How fathers, children should spend time together
By Allyson Mann
As men everywhere brace for an onslaught of ties, tools, wallets and novelty socks gifted for Father’s Day, here are two questions fathers of young children should ask themselves: What activities are best for bonding with my child, and when should those activities take place?
New research from the University of Georgia reveals that both the type of involvement—caregiving versus play—and the timing—workday versus non-workday—have an impact on the quality of the early father-child relationship.
The study by Geoffrey Brown, published in the Journal of Family Psychology, reveals that fathers who choose to spend time with their children on non-workdays are developing a stronger relationship with them, and play activities seem particularly important, even after taking into account the quality of fathers’ parenting.
“Fathers who make the choice to devote their time on non-workdays to engaging with their children directly seem to be developing the best relationships,” said Brown, assistant professor in the UGA College of Family and Consumer Sciences. “And on those non-workdays, pursuing activities that are child-centered, or fun for the child, seems to be the best predictor of a good father-child relationship.”
However, fathers who spend lots of time helping out with childcare-related tasks on workdays are developing the best relationships with their children. And men who engage in high levels of play with their children on workdays actually have a slightly less secure attachment relationship with them.
“It’s a complicated story, but I think this reflects differences in these contexts of family interaction time on workdays versus non-workdays,” Brown said. “The most important thing on a workday, from the perspective of building a good relationship with your children, seems to be helping to take care of them.”
In early childhood, the most common way to conceptualize the parent-child relationship is the attachment relationship, according to Brown. Children form an emotional bond with their caregivers, and it serves a purpose by keeping them safe, providing comfort and security, and modeling how relationships should work.
Decades of research have focused on mother-child attachment security, but there’s much less research on the father-child relationship and how a secure attachment relationship is formed.
For this study, Brown and his colleagues worked with 80 father-child pairs when the children were about 3 years old. The team conducted interviews and observed father-child interaction in the home, shooting video that was evaluated off-site and assigned a score indicating attachment security.

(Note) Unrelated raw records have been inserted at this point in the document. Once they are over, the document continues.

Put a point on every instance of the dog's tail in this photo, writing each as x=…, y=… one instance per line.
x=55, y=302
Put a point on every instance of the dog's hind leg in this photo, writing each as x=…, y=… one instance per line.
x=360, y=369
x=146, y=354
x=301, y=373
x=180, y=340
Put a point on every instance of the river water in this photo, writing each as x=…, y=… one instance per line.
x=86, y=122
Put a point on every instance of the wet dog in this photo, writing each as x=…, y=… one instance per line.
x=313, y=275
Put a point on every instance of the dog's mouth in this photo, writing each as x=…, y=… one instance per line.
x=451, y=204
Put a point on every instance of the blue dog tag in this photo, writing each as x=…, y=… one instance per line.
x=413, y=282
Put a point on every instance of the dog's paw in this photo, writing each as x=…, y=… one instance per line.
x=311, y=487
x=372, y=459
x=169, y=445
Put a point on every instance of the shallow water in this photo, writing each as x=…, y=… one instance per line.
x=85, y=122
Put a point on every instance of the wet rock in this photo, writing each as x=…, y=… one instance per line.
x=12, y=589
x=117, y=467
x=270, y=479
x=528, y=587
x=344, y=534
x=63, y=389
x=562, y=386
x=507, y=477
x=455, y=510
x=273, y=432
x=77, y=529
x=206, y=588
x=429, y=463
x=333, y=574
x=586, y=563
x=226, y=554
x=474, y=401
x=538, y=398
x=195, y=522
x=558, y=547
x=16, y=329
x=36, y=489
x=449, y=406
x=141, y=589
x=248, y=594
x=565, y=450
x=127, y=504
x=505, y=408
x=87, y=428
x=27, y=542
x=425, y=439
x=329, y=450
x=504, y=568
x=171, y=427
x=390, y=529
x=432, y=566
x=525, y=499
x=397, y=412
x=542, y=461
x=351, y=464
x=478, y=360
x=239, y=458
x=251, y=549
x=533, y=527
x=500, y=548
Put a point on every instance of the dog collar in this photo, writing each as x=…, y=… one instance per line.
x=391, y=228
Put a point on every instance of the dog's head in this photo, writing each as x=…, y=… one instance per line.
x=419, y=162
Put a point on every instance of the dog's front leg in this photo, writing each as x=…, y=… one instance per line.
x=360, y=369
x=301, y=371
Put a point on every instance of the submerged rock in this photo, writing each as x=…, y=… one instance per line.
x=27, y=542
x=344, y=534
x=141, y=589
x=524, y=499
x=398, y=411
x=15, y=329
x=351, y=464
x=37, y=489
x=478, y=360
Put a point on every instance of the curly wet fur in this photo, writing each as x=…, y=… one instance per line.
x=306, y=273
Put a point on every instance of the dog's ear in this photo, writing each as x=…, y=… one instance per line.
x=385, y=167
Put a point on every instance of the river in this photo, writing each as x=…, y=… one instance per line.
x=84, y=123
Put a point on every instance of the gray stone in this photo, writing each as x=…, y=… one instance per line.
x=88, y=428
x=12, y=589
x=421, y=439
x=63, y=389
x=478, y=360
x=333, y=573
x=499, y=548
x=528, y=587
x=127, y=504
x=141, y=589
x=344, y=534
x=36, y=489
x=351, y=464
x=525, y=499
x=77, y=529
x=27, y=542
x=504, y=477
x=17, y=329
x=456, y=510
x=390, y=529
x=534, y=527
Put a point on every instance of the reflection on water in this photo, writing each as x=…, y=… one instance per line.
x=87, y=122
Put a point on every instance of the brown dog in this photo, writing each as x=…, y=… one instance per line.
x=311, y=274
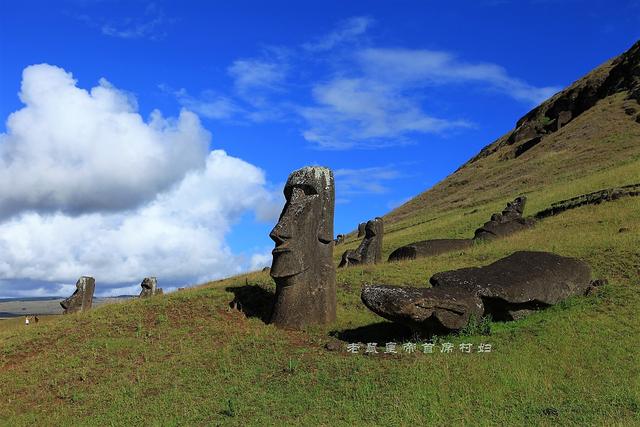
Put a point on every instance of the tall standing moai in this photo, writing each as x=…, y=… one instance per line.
x=82, y=298
x=370, y=249
x=302, y=265
x=150, y=287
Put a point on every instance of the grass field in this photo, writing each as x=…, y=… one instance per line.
x=188, y=359
x=185, y=358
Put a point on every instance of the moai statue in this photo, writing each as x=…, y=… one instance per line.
x=505, y=223
x=302, y=265
x=370, y=249
x=82, y=298
x=150, y=287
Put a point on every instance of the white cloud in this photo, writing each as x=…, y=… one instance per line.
x=366, y=113
x=88, y=188
x=419, y=68
x=81, y=151
x=347, y=31
x=177, y=237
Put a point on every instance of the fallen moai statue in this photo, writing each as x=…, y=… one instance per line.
x=507, y=289
x=82, y=298
x=303, y=267
x=370, y=249
x=501, y=224
x=150, y=287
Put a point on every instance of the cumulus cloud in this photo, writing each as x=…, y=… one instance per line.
x=87, y=187
x=178, y=237
x=79, y=151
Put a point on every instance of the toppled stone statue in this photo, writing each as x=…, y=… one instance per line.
x=361, y=229
x=150, y=287
x=507, y=222
x=507, y=289
x=302, y=265
x=429, y=248
x=370, y=249
x=82, y=298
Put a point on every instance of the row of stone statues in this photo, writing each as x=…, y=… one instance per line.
x=304, y=272
x=82, y=297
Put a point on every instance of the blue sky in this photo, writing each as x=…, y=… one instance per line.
x=393, y=96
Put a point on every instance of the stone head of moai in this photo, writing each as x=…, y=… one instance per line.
x=150, y=287
x=82, y=298
x=370, y=249
x=508, y=221
x=303, y=255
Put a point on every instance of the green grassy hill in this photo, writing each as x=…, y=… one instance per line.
x=187, y=358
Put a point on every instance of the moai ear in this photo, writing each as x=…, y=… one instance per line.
x=327, y=194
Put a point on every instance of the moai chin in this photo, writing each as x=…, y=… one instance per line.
x=370, y=249
x=82, y=298
x=302, y=265
x=150, y=287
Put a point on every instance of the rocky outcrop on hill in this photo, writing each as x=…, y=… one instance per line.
x=617, y=75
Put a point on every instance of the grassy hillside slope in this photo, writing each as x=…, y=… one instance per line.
x=187, y=358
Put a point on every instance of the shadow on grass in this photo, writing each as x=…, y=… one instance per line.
x=253, y=301
x=381, y=332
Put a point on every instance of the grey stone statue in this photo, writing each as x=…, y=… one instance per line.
x=82, y=298
x=302, y=265
x=150, y=287
x=370, y=249
x=507, y=222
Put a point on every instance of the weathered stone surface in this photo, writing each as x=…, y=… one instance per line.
x=361, y=229
x=507, y=289
x=150, y=287
x=302, y=265
x=426, y=310
x=370, y=249
x=429, y=248
x=507, y=222
x=82, y=298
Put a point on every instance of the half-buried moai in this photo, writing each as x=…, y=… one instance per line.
x=82, y=298
x=150, y=287
x=370, y=249
x=507, y=222
x=302, y=265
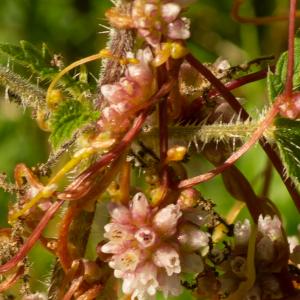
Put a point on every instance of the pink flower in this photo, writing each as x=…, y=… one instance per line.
x=137, y=86
x=155, y=19
x=150, y=248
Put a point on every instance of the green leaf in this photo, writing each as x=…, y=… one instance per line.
x=27, y=55
x=39, y=62
x=275, y=85
x=287, y=136
x=276, y=81
x=70, y=116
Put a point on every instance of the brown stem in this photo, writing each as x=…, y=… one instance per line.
x=83, y=179
x=238, y=108
x=35, y=235
x=236, y=155
x=291, y=51
x=267, y=180
x=63, y=252
x=163, y=140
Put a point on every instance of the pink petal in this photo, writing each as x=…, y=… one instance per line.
x=192, y=238
x=119, y=213
x=179, y=30
x=165, y=220
x=140, y=208
x=170, y=11
x=168, y=258
x=192, y=263
x=169, y=285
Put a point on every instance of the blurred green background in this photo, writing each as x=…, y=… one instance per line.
x=72, y=28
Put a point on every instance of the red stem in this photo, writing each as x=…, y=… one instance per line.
x=291, y=51
x=12, y=279
x=62, y=251
x=235, y=156
x=85, y=176
x=35, y=235
x=163, y=140
x=238, y=108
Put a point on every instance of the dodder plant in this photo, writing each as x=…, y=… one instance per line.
x=154, y=105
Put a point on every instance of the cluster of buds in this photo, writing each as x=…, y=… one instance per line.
x=150, y=247
x=132, y=90
x=157, y=18
x=270, y=254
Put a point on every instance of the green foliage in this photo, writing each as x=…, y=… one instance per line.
x=69, y=117
x=277, y=80
x=287, y=135
x=40, y=63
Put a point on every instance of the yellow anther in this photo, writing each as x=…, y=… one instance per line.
x=178, y=51
x=75, y=160
x=46, y=192
x=105, y=53
x=52, y=186
x=176, y=153
x=42, y=120
x=133, y=61
x=55, y=96
x=162, y=54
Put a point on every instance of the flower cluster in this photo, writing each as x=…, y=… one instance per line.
x=269, y=251
x=151, y=247
x=133, y=89
x=156, y=18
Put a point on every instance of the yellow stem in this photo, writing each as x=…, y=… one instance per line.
x=52, y=185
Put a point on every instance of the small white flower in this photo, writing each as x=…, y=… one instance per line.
x=238, y=266
x=167, y=257
x=242, y=231
x=165, y=220
x=149, y=247
x=270, y=227
x=192, y=238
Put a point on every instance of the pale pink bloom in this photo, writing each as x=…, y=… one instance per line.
x=295, y=255
x=170, y=11
x=270, y=227
x=36, y=296
x=137, y=86
x=149, y=247
x=265, y=250
x=191, y=238
x=155, y=19
x=238, y=266
x=254, y=293
x=242, y=231
x=169, y=285
x=168, y=258
x=179, y=29
x=165, y=221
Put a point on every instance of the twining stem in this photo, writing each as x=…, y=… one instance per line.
x=291, y=51
x=35, y=235
x=238, y=108
x=85, y=176
x=236, y=155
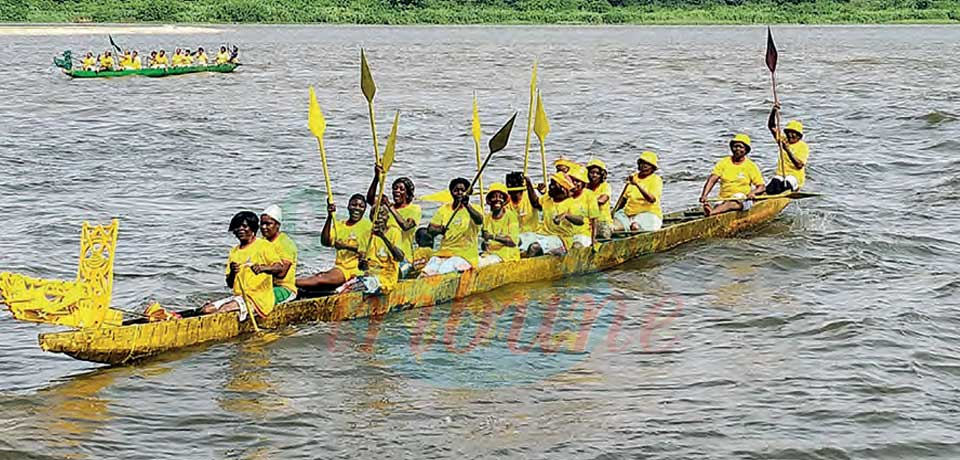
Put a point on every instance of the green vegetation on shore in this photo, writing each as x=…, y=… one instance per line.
x=483, y=11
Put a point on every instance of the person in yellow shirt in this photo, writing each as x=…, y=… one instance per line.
x=89, y=62
x=597, y=173
x=349, y=237
x=459, y=250
x=284, y=282
x=125, y=61
x=404, y=214
x=519, y=203
x=162, y=59
x=106, y=61
x=135, y=62
x=559, y=225
x=639, y=210
x=794, y=152
x=501, y=230
x=736, y=175
x=223, y=56
x=202, y=57
x=381, y=260
x=583, y=202
x=251, y=266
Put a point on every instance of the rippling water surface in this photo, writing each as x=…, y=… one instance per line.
x=829, y=333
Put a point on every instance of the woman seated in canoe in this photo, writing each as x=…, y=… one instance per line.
x=557, y=228
x=794, y=152
x=202, y=56
x=597, y=173
x=349, y=237
x=89, y=62
x=736, y=174
x=501, y=230
x=640, y=210
x=519, y=203
x=223, y=56
x=106, y=61
x=459, y=249
x=583, y=202
x=404, y=214
x=381, y=260
x=251, y=266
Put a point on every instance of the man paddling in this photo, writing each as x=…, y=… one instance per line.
x=251, y=266
x=501, y=230
x=459, y=250
x=640, y=209
x=284, y=281
x=736, y=174
x=794, y=152
x=349, y=237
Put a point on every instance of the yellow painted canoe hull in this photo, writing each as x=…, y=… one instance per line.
x=125, y=344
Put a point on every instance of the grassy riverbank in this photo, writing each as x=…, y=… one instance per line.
x=483, y=11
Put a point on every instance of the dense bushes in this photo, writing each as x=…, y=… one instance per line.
x=482, y=11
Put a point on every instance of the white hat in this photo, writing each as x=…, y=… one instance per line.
x=274, y=212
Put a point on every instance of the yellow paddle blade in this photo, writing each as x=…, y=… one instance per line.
x=315, y=119
x=476, y=120
x=442, y=196
x=366, y=79
x=391, y=149
x=541, y=126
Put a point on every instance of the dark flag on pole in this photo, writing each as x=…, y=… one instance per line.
x=771, y=52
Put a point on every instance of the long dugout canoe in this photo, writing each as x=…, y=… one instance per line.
x=152, y=72
x=125, y=344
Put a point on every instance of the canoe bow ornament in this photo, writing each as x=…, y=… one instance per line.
x=84, y=303
x=65, y=62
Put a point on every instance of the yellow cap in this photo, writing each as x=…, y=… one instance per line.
x=579, y=173
x=562, y=180
x=795, y=125
x=743, y=139
x=649, y=157
x=497, y=187
x=598, y=163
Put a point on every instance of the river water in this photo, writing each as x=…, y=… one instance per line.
x=828, y=333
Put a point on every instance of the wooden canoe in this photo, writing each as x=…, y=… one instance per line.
x=124, y=344
x=152, y=72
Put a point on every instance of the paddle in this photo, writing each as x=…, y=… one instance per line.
x=318, y=125
x=496, y=144
x=771, y=60
x=526, y=144
x=369, y=89
x=542, y=127
x=475, y=130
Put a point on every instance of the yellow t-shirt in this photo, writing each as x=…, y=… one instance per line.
x=737, y=178
x=381, y=263
x=565, y=230
x=357, y=235
x=604, y=189
x=287, y=250
x=527, y=216
x=801, y=151
x=506, y=225
x=461, y=237
x=585, y=206
x=410, y=211
x=257, y=290
x=637, y=204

“We’re trying to understand the connection between work life and family life and how fathers construct their role. It’s clear that there are different contexts of family time,” Brown said. “Relying too much on play during workdays, when your child/partner needs you to help out with caregiving, could be problematic. But play seems more important when there’s more time and less pressure.
“Ultimately, fathers who engage in a variety of parenting behaviors and adjust their parenting to suit the demands and circumstances of each individual day are probably most likely to develop secure relationships with their children.”